Os investigadores também afirmam que há indícios de que a atuação de Tuca em favor de Cunha tinha “pleno aval” da Presidência da Câmara. “Tudo indica que Tuca contava com pleno aval da presidência da Casa para promover os desvios de emendas em favor de Eduardo Cunha, intensificando um altíssimo grau de promiscuidade na deliberação do chamado orçamento secreto”, afirma.
Um dos diálogos citados pela investigação ocorreu em setembro de 2025. Em conversa com Tuca, Cunha afirma estar enfrentando um “problema” envolvendo uma emenda destinada ao município de Manhuaçu (MG). Segundo a mensagem, ele queria deixar claro que o recurso era de autoria do deputado Gilberto Abramo, aliado político.
Em seguida, Tuca responde que conversaria com Gilberto Abramo para providenciar o documento. Para a PF, a resposta demonstra que a servidora colaborava diretamente com as solicitações do ex-deputado. Três dias depois, segundo a investigação, Cunha determinou a mudança do destino das emendas. “Bom dia. Trocar Manhuaçu por essas para acabar com a confusão”, escreveu.

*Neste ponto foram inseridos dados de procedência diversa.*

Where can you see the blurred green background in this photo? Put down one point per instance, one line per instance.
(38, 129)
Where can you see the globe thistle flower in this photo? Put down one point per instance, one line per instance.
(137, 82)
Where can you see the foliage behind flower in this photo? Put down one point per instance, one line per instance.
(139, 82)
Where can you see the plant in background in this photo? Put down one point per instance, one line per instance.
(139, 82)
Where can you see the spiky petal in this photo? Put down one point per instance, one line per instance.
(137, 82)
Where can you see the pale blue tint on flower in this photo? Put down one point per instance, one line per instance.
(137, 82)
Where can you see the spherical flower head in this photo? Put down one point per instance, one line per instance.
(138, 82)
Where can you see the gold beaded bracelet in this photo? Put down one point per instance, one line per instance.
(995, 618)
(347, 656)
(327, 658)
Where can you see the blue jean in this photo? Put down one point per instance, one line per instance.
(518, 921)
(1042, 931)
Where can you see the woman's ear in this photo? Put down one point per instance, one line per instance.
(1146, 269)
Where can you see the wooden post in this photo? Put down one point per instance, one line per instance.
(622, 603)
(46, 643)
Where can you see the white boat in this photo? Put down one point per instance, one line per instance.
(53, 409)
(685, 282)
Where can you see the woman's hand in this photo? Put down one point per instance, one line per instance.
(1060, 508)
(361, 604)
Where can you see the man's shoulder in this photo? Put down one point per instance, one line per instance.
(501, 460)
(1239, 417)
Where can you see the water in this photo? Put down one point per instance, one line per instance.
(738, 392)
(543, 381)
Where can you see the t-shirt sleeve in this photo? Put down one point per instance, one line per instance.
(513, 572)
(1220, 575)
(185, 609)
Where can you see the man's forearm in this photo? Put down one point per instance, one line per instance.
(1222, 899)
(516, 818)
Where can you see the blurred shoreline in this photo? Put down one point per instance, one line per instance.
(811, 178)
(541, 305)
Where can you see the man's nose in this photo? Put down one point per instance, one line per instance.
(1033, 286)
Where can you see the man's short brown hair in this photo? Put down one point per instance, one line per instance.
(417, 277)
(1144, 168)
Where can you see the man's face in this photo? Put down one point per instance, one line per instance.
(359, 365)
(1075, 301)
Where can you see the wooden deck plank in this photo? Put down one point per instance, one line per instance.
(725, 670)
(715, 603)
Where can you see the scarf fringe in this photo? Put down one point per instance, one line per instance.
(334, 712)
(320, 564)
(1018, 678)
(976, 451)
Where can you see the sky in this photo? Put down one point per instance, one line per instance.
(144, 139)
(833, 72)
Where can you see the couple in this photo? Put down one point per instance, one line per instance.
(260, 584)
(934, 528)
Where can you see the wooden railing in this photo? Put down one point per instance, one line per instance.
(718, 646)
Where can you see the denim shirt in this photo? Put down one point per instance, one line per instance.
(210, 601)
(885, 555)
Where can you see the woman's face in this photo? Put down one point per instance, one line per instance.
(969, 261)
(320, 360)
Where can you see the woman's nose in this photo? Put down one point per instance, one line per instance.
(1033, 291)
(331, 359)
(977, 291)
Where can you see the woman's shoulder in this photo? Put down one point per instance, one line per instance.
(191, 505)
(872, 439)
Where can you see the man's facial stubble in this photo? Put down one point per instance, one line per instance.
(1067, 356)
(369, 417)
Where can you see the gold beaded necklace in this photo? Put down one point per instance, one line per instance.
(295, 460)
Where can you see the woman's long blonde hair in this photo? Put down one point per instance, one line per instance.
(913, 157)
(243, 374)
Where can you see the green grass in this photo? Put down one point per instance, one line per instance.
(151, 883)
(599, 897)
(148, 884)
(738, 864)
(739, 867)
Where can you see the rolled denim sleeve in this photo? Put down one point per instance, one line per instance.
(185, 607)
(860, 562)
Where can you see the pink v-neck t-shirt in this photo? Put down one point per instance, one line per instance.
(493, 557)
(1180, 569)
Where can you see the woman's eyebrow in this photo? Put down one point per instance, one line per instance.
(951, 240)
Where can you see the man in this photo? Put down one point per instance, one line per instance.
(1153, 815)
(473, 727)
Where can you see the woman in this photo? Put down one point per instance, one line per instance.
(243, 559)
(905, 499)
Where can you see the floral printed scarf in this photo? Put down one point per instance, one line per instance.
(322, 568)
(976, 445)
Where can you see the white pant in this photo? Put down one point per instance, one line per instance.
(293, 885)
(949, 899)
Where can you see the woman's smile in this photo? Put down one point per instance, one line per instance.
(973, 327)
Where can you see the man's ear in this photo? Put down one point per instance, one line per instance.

Na avaliação da Polícia Federal, os diálogos reforçam a suspeita de que diversas emendas parlamentares tiveram sua autoria formal alterada para ocultar o verdadeiro responsável pelas indicações.
A investigação da Polícia Federal sustenta que, mesmo sem exercer mandato ou ocupar cargo público, Eduardo Cunha mantinha influência política suficiente para interferir na destinação de emendas parlamentares. “As provas colhidas até o momento permitem concluir que Eduardo Cunha opera como agente privado com poderes políticos equivalentes ou até superiores aos de parlamentares em exercício, interferindo no direcionamento de recursos federais sem qualquer autorização institucional”, afirma trecho do relatório.
Segundo a PF, a condição de ex-presidente da Câmara, aliada à pré-candidatura de Cunha à Câmara dos Deputados, lhe conferia capacidade concreta de influenciar lideranças partidárias e servidores da Casa. Para os investigadores, há indícios de que essa influência foi utilizada para direcionar recursos públicos de forma irregular. “Não restam dúvidas de que as ações ora investigadas causaram prejuízo ao erário, no ponto em que emendas representativas de mais de R$ 6,1 milhões foram forjadamente encaminhadas e desviadas. O fato de que um terceiro não atuante no parlamento brasileiro tinha o poder e a ingerência sobre o direcionamento do orçamento público é gravíssimo e materializa o que de mais nefasto há em termos de desvios envolvendo o tema do orçamento secreto”, conclui a corporação.